September 15, 2021

From Gerald R. Lucas

We Keep Waiting covid-19: day 551 | US: GA | info | act

Tom sent me an interview that discusses Samuel Beckett’s Waiting for Godot and what an apt play it is for COVID times.[1] Here on day 551 of this interminable pandemic, most of the commentary and frustration about it is centered around just getting back to normal. While many of us wait for others to get vaccinated, wear a mask, self-isolate when ill, many just want to belligerently resume their lives and want us to march brazenly with them. This overbearing desire for normal fits with their faith in a beneficent god and the moral superiority of the Republican party, though either have yet to manifest themselves. And that’s just it: without the regular rhythm of the everyday, they have to contemplate the void before them, and it is wide and frightening.
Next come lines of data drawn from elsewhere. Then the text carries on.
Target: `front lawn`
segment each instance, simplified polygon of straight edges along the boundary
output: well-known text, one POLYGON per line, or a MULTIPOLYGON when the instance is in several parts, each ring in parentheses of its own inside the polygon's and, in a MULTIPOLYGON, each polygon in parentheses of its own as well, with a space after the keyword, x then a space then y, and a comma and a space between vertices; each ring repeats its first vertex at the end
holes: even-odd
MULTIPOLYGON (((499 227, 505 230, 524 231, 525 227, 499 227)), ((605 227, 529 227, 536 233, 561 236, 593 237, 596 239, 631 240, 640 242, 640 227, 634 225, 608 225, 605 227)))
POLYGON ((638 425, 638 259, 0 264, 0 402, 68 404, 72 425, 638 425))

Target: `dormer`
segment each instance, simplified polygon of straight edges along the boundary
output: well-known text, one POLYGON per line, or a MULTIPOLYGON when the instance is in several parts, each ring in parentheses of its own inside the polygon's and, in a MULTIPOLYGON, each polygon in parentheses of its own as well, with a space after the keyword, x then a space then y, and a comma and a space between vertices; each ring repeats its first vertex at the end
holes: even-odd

“How do we fill our time in order to avoid sitting with ourselves and confronting our existence?” asks Vogel. He says Beckett’s work challenges us to live in a world without answers to the big questions—in a world of uncertainty, we “have to sit with the uneasiness of not having an answer”—which many just cannot do.

Is that what this is: a refusal to consider the absurdity and meaningless of the universe? To contemplate the possibility that we are not the center of the universe and are actually pretty insignificant in the scheme of things? Is this ultimately a failure of education to prepare citizens for this very circumstance, or is our capitalist culture of materialism and duty to the company finally showing its flaws to the true believers? Of course that cannot be the case, they yell and stamp, attacking those of us content to wait. Isn’t this what the Republican party has always been: the nostalgia for and the desire to capture a fantasy past of “the good ol’ days” that never were—or only were for a select few privileged people? And now were see these people not only refusing to wait, but willfully trying to pull us all back.

“What if instead of waiting, you act or think differently instead of trying to go back to the way things were?” asks Vogel. I agree. Many of us are, like those who are now refusing to do essential, difficult jobs for minimum wage. Like those who refuse to be marginalized and murdered for the color of their skin. Like those who refuse to be “host bodies” for misogynists. Like those who want to hold accountable the largest corporations for destroying the world for all of us—particularly for those who are poor and marginalized.

I so want some progressive victories, but it seems unlikely. Why is it so difficult for us to look forward rather than back? If we are “constantly looking for meaning [that] never comes,” shouldn’t we at least try to make life better for more people, rather than less?

I mused about something similar at the start of this thing while teaching Godot. Thanks, Tom.


  1. Pinsker, Joe (September 12, 2021). "'What If the Thing You're Waiting for Never Arrives?'". The Atlantic. Retrieved 2021-09-15.